Gioca sulla simbologia del numero sette Giuseppe Conte, offrendoci la sua rosa color vermiglio scuro, fiorita il venerdì santo del Settantasette. Il sette è un numero che ben esprime la ricerca spirituale e carnale che ha accompagnato in tanti anni il poeta: esso congiunge in sé il ternario divino e il quaternario terrestre, conciliando natura divina e umana, simbolo di perfezione ma anche di cambiamento.
«Ma tu di che ramo / di che rosaio sei? e ce l’hai a maggio / un innamorato spinoso e profumato?» chiede la Rosa Lamarque alla stupita poetessa, avvertendone la stessa natura e il comune desiderio di «fiorire» incontro all’amato, tra roseti veri, dolci e odorosi, colorati e spinosi.
«Ma una rosa è una rosa / e vuole essere rosa. Rosa / e basta.» scrive Massimo Morasso, traendo ispirazione per i suoi versi dal celebre epitaffio di Edith Stein (a rose is a rose is a rose). E certo non basta far vendemmia di tutte le rose della memoria per «trovare il movimento / per cui dalla parola rosa balzi fuori l’anima», occorre scavare, come per la poesia, dentro l’anima.
Ad alimentare il già ricco patrimonio simbolico legato a questo fiore contribuisce la Rosa canina di Alberto Nessi, dotata di soli quattro petali, uno per ogni lettera di cui si compone la parola rosa. Essa assume le movenze di una ballerina che s’agita quietamente sulle punte, mentre tende le sue dita inanellate«alla luce più mite di settembre».
«Quali cieli si specchiano / nel chiuso lago / di queste aperte rose» si chiede Fabio Pusterla riprendendo i celebri versi di Rilke, per poi subito precisare «Ma non poi così aperte / queste rose serali, / non poi così / spensierate». Presenze mute ed enigmatiche, le «misteriose / rose del vecchio giovane tamil» si colorano di rosso sangue, divengono «rose senza pace», veicoli di una torsione in senso civile del pensiero.
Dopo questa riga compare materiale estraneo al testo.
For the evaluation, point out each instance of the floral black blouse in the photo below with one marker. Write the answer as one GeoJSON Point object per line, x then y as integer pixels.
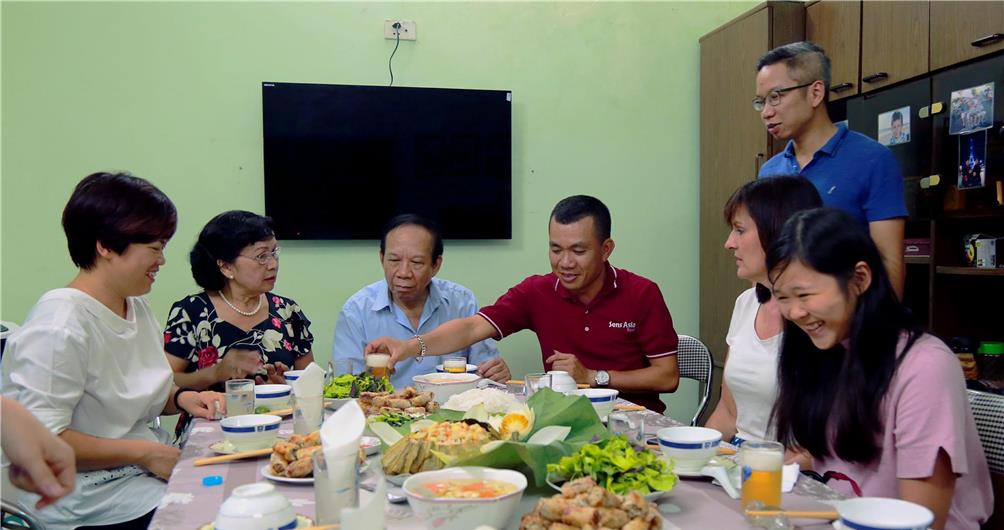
{"type": "Point", "coordinates": [195, 332]}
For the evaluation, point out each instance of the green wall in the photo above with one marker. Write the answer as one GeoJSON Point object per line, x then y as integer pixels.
{"type": "Point", "coordinates": [604, 102]}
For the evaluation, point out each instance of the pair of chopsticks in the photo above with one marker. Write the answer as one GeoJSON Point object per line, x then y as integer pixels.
{"type": "Point", "coordinates": [236, 456]}
{"type": "Point", "coordinates": [521, 381]}
{"type": "Point", "coordinates": [829, 516]}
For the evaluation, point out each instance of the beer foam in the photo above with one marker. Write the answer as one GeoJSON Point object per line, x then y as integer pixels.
{"type": "Point", "coordinates": [378, 360]}
{"type": "Point", "coordinates": [762, 460]}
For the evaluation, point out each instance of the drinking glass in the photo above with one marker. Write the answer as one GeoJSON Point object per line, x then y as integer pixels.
{"type": "Point", "coordinates": [377, 364]}
{"type": "Point", "coordinates": [536, 381]}
{"type": "Point", "coordinates": [335, 486]}
{"type": "Point", "coordinates": [240, 396]}
{"type": "Point", "coordinates": [761, 465]}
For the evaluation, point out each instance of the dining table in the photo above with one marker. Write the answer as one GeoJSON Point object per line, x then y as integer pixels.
{"type": "Point", "coordinates": [195, 493]}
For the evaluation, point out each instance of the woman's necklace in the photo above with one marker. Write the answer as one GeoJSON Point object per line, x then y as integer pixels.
{"type": "Point", "coordinates": [234, 307]}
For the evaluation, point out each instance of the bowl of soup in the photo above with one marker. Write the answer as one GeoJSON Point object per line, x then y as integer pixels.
{"type": "Point", "coordinates": [465, 498]}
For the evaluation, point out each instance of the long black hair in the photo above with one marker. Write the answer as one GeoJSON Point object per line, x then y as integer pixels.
{"type": "Point", "coordinates": [829, 402]}
{"type": "Point", "coordinates": [769, 203]}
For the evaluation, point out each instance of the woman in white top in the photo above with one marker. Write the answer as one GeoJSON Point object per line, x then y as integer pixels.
{"type": "Point", "coordinates": [88, 362]}
{"type": "Point", "coordinates": [755, 213]}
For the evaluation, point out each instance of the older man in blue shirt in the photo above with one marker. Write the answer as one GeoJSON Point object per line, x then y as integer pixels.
{"type": "Point", "coordinates": [411, 301]}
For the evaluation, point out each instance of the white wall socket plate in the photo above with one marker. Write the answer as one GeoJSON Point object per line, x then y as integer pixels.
{"type": "Point", "coordinates": [409, 31]}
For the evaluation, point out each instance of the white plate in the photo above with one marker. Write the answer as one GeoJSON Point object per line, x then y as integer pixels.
{"type": "Point", "coordinates": [369, 445]}
{"type": "Point", "coordinates": [266, 472]}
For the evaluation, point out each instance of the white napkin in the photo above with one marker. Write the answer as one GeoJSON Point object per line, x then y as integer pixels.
{"type": "Point", "coordinates": [789, 475]}
{"type": "Point", "coordinates": [310, 382]}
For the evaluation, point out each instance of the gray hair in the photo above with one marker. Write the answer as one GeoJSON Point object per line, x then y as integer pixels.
{"type": "Point", "coordinates": [805, 60]}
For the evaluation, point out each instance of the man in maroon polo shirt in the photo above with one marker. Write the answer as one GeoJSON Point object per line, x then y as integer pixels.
{"type": "Point", "coordinates": [604, 326]}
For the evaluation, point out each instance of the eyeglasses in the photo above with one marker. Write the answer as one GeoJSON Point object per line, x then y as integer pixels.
{"type": "Point", "coordinates": [774, 96]}
{"type": "Point", "coordinates": [263, 258]}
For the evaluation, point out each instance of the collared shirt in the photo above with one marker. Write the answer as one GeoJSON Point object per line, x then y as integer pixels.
{"type": "Point", "coordinates": [852, 173]}
{"type": "Point", "coordinates": [370, 313]}
{"type": "Point", "coordinates": [624, 326]}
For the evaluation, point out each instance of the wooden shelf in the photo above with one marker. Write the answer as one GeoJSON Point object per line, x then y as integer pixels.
{"type": "Point", "coordinates": [969, 271]}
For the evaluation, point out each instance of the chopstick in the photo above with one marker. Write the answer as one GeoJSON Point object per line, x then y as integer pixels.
{"type": "Point", "coordinates": [235, 456]}
{"type": "Point", "coordinates": [829, 516]}
{"type": "Point", "coordinates": [521, 381]}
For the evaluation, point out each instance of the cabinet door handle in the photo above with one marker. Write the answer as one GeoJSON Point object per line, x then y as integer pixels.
{"type": "Point", "coordinates": [987, 40]}
{"type": "Point", "coordinates": [877, 76]}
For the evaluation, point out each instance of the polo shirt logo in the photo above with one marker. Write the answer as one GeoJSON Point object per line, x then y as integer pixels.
{"type": "Point", "coordinates": [630, 326]}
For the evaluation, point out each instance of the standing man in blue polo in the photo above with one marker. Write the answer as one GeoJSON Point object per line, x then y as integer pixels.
{"type": "Point", "coordinates": [850, 171]}
{"type": "Point", "coordinates": [411, 300]}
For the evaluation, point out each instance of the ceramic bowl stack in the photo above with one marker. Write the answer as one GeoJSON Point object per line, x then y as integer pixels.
{"type": "Point", "coordinates": [443, 385]}
{"type": "Point", "coordinates": [274, 396]}
{"type": "Point", "coordinates": [465, 514]}
{"type": "Point", "coordinates": [256, 507]}
{"type": "Point", "coordinates": [691, 448]}
{"type": "Point", "coordinates": [250, 432]}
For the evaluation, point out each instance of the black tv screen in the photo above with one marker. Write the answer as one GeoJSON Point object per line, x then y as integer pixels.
{"type": "Point", "coordinates": [342, 160]}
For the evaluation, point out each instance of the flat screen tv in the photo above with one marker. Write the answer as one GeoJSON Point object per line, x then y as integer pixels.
{"type": "Point", "coordinates": [342, 160]}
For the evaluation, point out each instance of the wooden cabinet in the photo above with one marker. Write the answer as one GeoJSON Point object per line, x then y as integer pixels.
{"type": "Point", "coordinates": [734, 144]}
{"type": "Point", "coordinates": [836, 26]}
{"type": "Point", "coordinates": [955, 38]}
{"type": "Point", "coordinates": [895, 42]}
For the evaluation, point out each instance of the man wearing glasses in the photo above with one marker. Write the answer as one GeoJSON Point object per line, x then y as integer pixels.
{"type": "Point", "coordinates": [850, 171]}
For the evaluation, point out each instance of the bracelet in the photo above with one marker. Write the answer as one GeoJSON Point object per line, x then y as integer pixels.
{"type": "Point", "coordinates": [178, 394]}
{"type": "Point", "coordinates": [422, 353]}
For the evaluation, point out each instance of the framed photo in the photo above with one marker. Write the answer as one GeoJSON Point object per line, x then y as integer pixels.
{"type": "Point", "coordinates": [973, 160]}
{"type": "Point", "coordinates": [894, 126]}
{"type": "Point", "coordinates": [972, 109]}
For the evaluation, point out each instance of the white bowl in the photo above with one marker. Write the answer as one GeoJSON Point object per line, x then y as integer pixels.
{"type": "Point", "coordinates": [471, 368]}
{"type": "Point", "coordinates": [443, 385]}
{"type": "Point", "coordinates": [250, 432]}
{"type": "Point", "coordinates": [888, 514]}
{"type": "Point", "coordinates": [275, 396]}
{"type": "Point", "coordinates": [561, 381]}
{"type": "Point", "coordinates": [602, 400]}
{"type": "Point", "coordinates": [256, 507]}
{"type": "Point", "coordinates": [464, 514]}
{"type": "Point", "coordinates": [691, 448]}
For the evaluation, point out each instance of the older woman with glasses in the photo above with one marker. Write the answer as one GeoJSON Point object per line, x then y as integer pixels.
{"type": "Point", "coordinates": [236, 327]}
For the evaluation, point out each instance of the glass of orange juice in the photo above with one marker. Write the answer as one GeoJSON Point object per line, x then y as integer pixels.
{"type": "Point", "coordinates": [455, 364]}
{"type": "Point", "coordinates": [761, 465]}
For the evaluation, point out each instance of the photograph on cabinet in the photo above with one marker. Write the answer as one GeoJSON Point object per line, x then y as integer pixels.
{"type": "Point", "coordinates": [894, 126]}
{"type": "Point", "coordinates": [972, 160]}
{"type": "Point", "coordinates": [972, 109]}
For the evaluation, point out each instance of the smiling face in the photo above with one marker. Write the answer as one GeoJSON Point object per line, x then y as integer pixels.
{"type": "Point", "coordinates": [578, 257]}
{"type": "Point", "coordinates": [247, 274]}
{"type": "Point", "coordinates": [794, 111]}
{"type": "Point", "coordinates": [744, 242]}
{"type": "Point", "coordinates": [135, 270]}
{"type": "Point", "coordinates": [408, 263]}
{"type": "Point", "coordinates": [816, 302]}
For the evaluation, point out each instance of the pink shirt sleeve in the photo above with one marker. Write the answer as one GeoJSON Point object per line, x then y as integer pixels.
{"type": "Point", "coordinates": [930, 410]}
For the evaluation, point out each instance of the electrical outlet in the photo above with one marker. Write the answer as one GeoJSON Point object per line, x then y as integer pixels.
{"type": "Point", "coordinates": [409, 31]}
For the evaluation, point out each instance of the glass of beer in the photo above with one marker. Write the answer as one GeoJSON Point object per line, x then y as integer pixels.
{"type": "Point", "coordinates": [377, 364]}
{"type": "Point", "coordinates": [761, 464]}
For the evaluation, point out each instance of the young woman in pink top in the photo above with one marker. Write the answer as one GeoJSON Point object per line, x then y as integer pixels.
{"type": "Point", "coordinates": [861, 388]}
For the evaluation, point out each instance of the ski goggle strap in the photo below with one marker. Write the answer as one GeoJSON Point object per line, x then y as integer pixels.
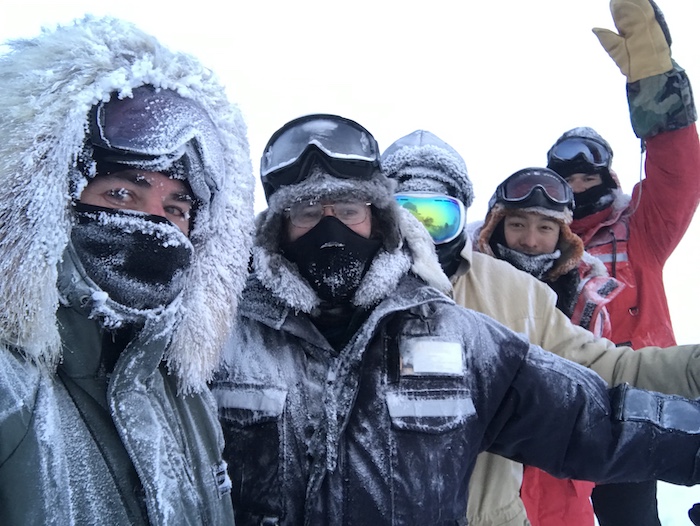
{"type": "Point", "coordinates": [443, 216]}
{"type": "Point", "coordinates": [532, 187]}
{"type": "Point", "coordinates": [580, 149]}
{"type": "Point", "coordinates": [347, 149]}
{"type": "Point", "coordinates": [154, 128]}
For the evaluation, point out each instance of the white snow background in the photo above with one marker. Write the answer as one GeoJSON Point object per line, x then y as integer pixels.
{"type": "Point", "coordinates": [499, 81]}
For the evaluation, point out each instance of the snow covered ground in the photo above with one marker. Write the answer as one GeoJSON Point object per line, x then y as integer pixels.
{"type": "Point", "coordinates": [674, 503]}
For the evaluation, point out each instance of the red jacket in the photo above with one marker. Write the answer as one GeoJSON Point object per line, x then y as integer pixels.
{"type": "Point", "coordinates": [635, 241]}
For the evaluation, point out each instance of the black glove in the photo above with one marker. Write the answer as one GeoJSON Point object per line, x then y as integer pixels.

Si colora di rosso la rosa nei versi di Davide Rondoni, simbolo di passione e resistenza. Il desiderio di accogliere in sé il mondo, facendosi custode e giardiniere, si fonde con un senso di finitezza acuito dallo scontro fra la bellezza assoluta e vertiginosa della rosa da un lato e il suo disfacimento dall’altro. L’invocazione finale del poeta è che essa condivida con lui ciò che non gli appartiene: «la vita, piccola immensa cosa che non è mia».
Nel testo di Francesca Serragnoli la rosa si fa depositaria di un segreto che non si svela. Nel tempo blu, carico di attesa e desiderio della «quasi notte», nell’ora «che la rosa conosce», essa si fa muta testimone di un dramma nel suo compiersi: lo scontro fra la possibilità della gioia e la sua mancata realizzazione («una gioia sfatta di spavento»), che genera lacrime e delusione, ma dà vita ad un dialogo ininterrotto.